Tommy Lyons

No. 61
- Positions: Guard, center

Personal information
- Born: August 7, 1948 (age 77) Atlanta, Georgia, U.S.
- Listed height: 6 ft 2 in (1.88 m)
- Listed weight: 230 lb (104 kg)

Career information
- High school: Georgia Military Academy (College Park, Georgia)
- College: Georgia
- NFL draft: 1971: 14th round, 350th overall pick

Career history
- Denver Broncos (1971–1976);

Awards and highlights
- Second-team All-American (1970); First-team All-SEC (1970);

Career NFL statistics
- Games played: 73
- Games started: 62
- Fumble recoveries: 2
- Stats at Pro Football Reference

= Tommy Lyons (American football) =

American football player (born 1948)

Thomas Lewis Lyons (born August 7, 1948) is an American former professional football player who was an offensive lineman for the Denver Broncos of the National Football League (NFL). He played college football for the Georgia Bulldogs.

==Football career==
He graduated Georgia Military Academy (now Woodward) and then from the University of Georgia in 1971. He earned both his bachelor's and master's degrees in clinical bio-psychology from the University of Georgia. He was selected 14th round of the 1971 NFL draft. Lyons played for the Broncos for six seasons, starting in 43 consecutive games at one point during his career.

==Medical career==
After his time in the NFL, Lyons went to University of Colorado Medical School, graduating with a medical degree in 1977. He practices medicine in Atlanta. He is the Director of the Center for Women's Care and Reproductive Surgery in Atlanta. He is director of Gynecologic surgery, Chief of Surgery of Advanced Surgery Center of Atlanta. He is also a Clinical Assistant Professor at the department of OB/GYN at Emory University School of Medicine. He has written over 19 chapters for medical publications and has written 30 publications.

==Awards==
Lyons received a Silver Anniversary Award from the National Collegiate Athletic Association in 1996.

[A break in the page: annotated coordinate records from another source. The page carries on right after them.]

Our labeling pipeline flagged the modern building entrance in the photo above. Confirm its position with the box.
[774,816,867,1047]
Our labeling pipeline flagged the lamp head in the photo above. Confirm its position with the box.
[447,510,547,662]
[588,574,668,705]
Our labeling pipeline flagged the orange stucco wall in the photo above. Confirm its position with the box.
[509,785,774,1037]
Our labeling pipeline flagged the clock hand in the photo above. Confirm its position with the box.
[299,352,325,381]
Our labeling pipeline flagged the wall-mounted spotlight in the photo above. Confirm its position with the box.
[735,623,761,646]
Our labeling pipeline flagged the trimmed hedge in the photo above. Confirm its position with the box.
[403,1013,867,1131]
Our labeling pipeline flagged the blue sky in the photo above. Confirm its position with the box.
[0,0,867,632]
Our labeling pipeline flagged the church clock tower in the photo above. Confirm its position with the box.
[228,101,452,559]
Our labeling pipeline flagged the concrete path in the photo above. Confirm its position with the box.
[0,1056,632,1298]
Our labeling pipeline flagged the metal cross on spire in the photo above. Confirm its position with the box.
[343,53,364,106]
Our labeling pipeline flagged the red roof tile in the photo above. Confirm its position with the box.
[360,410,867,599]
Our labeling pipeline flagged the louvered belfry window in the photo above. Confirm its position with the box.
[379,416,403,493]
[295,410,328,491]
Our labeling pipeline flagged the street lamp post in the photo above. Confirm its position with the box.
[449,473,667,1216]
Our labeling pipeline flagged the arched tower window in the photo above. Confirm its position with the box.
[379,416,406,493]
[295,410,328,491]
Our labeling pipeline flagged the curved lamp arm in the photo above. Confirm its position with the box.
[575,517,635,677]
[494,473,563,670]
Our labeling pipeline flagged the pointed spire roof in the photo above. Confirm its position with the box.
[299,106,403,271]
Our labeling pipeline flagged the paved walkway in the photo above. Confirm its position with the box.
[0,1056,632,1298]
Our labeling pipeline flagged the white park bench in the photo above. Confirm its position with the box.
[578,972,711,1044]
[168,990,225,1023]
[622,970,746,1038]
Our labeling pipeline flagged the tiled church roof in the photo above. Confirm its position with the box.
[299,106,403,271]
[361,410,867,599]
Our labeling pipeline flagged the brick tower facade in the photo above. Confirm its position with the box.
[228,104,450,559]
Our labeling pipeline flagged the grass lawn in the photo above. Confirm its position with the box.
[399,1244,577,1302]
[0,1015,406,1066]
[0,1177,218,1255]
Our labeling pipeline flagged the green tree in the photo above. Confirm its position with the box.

In 2002, he was the recipient of the Bill Hartman Award recognizing his excellence in his profession and/or service to others.

Dr. Lyons was one of 16 graduates from the University of Georgia Graduate School who received the 2013 Alumni of Distinction Award. The award is given to recognize alumni who achieve exceptional success in their professional careers and in service to their community.